A holiday weekend bonus post: People need to shut up.
Last night Kathleen and I went to Oregon Ridge Park for the Baltimore Symphony Orchestra’s Fourth of July concert and fireworks display.* No one would expect people sitting on folding chairs or lying on blankets on a hillside to observe the same decorum as in a concert hall, but still. . . .
There was the woman who conducted a conversation on her cell phone throughout the performance of Charles Ives’s variations on “America.” (She also continued to smoke after the announcement requesting the audience not to.)
There was this penetrating exchange directly behind us:
Voice 1: “I didn’t know you liked popcorn.”
Voice 2: “Love it.”
Voice 3: “You didn’t know that?”
I’m not certain, but it seems likely that Voice 3 was also the source of some impressive percussive effects with chewing gum.**
Of course, people are conducting banal conversations in the concert hall, at the movies, loudly, over cell phones, in the street. And at church.
There used to be a convention that people entering a church before a service would sit down quietly, to pray, to listen to an organ prelude, or simply to settle themselves calmly. No more. I’ve attended services in recent years in Episcopal churches that were noisier than hotel lobbies. And it is by no means the heedless young who are chattering away; the heedless young don’t go to church.

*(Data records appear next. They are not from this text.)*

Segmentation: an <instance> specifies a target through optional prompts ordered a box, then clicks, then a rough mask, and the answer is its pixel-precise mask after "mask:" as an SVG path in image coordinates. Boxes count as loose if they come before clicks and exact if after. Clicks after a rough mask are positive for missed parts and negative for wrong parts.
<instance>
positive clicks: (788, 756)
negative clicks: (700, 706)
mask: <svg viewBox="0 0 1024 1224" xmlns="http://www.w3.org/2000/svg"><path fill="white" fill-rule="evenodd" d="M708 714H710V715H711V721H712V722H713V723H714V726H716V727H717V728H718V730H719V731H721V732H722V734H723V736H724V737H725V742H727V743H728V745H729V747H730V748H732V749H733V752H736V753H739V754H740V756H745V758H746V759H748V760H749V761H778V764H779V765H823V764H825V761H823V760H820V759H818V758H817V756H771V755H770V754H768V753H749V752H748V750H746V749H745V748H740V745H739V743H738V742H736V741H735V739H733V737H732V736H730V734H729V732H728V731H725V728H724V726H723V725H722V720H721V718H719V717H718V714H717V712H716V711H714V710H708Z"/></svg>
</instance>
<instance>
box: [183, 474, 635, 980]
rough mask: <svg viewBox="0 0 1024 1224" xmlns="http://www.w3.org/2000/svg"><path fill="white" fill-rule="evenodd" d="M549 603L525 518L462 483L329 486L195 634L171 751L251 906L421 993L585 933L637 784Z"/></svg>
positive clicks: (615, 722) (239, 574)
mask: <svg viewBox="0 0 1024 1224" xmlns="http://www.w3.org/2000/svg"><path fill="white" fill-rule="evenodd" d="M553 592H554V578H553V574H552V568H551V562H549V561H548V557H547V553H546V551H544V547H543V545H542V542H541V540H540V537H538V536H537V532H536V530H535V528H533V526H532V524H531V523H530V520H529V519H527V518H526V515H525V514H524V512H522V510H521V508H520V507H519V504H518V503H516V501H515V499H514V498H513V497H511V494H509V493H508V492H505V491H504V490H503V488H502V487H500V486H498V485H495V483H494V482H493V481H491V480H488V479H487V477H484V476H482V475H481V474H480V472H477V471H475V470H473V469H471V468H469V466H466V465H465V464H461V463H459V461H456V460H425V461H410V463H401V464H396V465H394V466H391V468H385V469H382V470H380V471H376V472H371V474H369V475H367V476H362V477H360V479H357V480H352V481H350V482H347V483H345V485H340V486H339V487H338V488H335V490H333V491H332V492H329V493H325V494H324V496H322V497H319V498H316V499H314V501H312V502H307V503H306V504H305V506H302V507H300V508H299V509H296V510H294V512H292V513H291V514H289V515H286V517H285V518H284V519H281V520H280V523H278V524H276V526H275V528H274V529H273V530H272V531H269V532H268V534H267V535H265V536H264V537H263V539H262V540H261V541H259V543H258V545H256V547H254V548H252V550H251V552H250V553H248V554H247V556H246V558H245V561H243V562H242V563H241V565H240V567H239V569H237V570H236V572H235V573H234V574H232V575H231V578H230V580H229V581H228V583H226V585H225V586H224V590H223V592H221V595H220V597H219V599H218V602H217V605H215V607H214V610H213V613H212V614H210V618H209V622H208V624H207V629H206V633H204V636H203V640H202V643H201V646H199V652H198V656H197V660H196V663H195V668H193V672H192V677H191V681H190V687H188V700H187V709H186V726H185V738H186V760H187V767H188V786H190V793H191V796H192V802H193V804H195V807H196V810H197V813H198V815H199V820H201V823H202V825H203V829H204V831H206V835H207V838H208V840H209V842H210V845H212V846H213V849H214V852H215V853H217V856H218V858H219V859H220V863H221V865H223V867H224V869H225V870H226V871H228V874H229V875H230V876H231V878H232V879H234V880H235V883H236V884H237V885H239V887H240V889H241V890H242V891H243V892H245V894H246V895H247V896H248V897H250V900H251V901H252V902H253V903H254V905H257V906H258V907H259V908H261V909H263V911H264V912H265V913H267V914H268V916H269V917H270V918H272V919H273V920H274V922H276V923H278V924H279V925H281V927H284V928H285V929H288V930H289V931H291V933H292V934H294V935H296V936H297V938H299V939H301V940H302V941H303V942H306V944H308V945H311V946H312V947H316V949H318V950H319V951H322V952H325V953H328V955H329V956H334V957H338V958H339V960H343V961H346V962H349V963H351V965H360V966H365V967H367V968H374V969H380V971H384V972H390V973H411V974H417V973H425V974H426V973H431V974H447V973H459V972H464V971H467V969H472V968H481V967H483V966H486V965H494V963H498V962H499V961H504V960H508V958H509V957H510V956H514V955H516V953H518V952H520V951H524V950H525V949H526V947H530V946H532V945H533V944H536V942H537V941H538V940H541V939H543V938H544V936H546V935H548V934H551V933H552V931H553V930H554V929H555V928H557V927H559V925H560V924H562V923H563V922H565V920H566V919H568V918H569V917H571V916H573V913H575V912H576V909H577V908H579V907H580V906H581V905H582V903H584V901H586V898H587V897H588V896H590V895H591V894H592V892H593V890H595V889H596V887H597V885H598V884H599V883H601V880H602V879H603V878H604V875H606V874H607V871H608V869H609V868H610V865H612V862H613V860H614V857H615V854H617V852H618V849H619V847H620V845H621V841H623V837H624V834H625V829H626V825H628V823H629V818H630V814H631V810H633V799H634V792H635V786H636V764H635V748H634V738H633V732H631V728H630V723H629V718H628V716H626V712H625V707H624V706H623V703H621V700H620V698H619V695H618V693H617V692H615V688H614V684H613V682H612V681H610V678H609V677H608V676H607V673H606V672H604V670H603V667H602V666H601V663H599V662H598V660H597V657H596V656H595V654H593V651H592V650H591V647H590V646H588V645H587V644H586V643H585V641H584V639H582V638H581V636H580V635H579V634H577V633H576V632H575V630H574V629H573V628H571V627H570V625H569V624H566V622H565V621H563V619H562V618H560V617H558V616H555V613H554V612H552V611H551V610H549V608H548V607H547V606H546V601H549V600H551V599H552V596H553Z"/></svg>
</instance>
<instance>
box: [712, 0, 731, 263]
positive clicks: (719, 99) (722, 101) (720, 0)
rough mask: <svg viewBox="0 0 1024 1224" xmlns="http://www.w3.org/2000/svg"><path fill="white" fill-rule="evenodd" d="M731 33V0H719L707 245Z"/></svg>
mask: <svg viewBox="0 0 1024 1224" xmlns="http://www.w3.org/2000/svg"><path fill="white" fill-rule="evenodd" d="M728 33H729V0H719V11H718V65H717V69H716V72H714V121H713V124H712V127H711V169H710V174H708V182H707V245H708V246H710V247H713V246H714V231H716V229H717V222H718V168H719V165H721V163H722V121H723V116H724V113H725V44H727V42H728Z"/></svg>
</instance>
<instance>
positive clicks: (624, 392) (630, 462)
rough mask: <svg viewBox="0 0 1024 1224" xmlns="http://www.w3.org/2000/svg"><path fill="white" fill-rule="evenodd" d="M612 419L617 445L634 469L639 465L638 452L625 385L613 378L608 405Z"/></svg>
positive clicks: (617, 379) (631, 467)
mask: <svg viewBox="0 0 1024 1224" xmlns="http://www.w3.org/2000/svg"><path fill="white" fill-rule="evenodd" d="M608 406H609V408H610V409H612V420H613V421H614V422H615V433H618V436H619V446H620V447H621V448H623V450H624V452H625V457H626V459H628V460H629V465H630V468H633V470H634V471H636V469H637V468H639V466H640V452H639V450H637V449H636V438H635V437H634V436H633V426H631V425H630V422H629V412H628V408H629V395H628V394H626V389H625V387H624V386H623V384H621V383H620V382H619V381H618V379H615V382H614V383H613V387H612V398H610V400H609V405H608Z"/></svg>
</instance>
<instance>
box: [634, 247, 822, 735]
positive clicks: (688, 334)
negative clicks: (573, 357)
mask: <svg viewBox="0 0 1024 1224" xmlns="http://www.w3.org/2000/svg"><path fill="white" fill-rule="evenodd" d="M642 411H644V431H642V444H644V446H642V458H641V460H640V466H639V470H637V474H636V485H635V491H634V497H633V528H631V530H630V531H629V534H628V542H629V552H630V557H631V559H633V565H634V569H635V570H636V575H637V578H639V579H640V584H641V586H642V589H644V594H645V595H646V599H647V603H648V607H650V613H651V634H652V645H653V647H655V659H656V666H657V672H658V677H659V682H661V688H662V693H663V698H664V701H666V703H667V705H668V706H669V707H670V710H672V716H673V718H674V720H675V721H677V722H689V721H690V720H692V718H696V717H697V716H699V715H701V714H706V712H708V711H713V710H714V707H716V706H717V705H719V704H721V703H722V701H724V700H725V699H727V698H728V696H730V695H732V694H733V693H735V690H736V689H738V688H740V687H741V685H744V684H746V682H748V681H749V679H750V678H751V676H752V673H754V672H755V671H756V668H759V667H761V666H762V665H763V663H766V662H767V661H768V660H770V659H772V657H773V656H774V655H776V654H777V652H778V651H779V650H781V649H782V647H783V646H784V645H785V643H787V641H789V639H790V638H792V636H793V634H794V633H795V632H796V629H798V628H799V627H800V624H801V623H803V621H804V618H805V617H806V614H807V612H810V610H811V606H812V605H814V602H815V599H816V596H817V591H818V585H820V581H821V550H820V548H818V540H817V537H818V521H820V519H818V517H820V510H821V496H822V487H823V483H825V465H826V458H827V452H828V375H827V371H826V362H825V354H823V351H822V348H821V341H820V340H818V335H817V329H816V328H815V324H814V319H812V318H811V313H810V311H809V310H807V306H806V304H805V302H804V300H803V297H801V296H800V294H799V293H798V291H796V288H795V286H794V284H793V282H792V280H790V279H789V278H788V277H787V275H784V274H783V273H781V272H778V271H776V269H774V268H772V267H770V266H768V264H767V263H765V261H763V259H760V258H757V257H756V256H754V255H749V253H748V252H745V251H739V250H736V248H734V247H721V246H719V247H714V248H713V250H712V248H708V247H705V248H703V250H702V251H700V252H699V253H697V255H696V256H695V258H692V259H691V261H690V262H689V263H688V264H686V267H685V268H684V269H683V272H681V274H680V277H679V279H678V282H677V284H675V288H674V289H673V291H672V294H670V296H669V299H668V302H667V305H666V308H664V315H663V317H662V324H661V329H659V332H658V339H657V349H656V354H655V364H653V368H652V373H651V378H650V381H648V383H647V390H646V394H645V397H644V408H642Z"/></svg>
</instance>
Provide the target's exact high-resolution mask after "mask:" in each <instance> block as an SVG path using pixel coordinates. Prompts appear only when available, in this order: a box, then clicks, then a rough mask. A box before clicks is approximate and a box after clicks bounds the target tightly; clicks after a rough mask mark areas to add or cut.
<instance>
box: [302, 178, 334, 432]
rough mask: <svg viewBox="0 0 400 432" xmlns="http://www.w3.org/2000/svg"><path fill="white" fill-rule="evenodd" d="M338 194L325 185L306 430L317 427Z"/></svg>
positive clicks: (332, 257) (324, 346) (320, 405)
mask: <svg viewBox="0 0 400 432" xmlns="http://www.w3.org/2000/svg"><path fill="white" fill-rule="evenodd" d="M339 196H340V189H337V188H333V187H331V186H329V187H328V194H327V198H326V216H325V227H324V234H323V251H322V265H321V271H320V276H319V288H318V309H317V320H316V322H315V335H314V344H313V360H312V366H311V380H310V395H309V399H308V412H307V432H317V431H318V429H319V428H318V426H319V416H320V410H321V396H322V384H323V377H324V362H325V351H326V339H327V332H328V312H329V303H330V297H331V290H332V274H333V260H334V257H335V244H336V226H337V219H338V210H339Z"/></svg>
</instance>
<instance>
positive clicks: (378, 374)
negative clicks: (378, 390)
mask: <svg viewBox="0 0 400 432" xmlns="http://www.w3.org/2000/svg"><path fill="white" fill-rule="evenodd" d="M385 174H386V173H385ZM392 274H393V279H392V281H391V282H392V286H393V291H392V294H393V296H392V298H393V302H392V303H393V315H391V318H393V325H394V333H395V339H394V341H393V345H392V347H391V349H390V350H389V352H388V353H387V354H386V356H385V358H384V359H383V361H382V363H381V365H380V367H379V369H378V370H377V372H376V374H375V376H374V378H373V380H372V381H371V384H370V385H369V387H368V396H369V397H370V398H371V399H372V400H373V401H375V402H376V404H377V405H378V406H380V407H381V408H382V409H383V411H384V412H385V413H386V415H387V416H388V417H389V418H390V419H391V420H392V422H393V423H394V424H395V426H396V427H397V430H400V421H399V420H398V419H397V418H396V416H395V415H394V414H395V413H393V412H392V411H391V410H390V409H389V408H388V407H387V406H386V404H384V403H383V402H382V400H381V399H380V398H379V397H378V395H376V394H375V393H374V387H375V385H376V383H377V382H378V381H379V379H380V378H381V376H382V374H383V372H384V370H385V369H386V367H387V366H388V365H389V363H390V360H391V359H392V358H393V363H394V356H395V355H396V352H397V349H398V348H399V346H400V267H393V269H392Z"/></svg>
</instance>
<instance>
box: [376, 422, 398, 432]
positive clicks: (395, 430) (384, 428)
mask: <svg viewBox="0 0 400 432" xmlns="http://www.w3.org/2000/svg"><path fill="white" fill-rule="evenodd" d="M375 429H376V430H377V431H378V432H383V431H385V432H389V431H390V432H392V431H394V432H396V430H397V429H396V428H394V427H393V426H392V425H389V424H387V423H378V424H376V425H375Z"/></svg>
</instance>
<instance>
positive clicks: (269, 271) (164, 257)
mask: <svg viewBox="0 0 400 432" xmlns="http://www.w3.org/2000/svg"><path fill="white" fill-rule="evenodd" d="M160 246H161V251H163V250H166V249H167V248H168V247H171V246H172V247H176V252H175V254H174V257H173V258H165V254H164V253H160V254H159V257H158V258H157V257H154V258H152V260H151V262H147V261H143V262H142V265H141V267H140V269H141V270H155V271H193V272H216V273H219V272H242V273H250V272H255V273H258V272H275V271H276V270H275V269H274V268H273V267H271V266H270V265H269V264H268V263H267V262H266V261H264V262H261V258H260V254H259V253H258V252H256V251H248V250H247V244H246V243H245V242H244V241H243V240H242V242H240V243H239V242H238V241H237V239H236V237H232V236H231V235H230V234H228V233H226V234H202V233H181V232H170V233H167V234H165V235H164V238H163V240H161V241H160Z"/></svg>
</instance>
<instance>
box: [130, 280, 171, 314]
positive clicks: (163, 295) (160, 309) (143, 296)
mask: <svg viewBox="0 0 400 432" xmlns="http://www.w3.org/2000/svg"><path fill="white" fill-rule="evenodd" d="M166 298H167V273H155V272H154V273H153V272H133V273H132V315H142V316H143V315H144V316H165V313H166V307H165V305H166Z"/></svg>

The prospect that someday someone in authority will authorize the use of cell phones on airplane flights leaves me sweaty with fear.
The social and cultural changes that have produced this incessant chin-wagging are probably irreversible, and certainly not by the comments of a lone blogger.
But still, you few who read this, give it a rest. Sit quietly. Listen to the music. Follow the progression of your thoughts inside your own head for a while. Declare your independence from the noisy.
*And on Friday night we had dinner with friends. After spending most Friday and Saturday nights since 1980 producing newspapers, I’m becoming a gadabout.
**I’m aware that the musical content of these concerts is negligible. There were some nice touches: a thirteen-year-old delivering a stunning rendition of the national anthem, the Ives, a couple of Sousa marches. Apart from that, a medley from Carousel, a schlocky arrangement of “America the Beautiful,” and the “1812 Overture” — a work despised by its composer that commemorates the defeat of a totalitarian despotism (Napoleonic France) by a monarchical despotism (czarist Russia) and which has become an American holiday favorite simply because it was written to be accompanied by explosions.
Actually, we enjoyed the concert. I even managed the struggle to get off the grassy field where we and thousands of others parked with greater equanimity and less swearing than you would expect.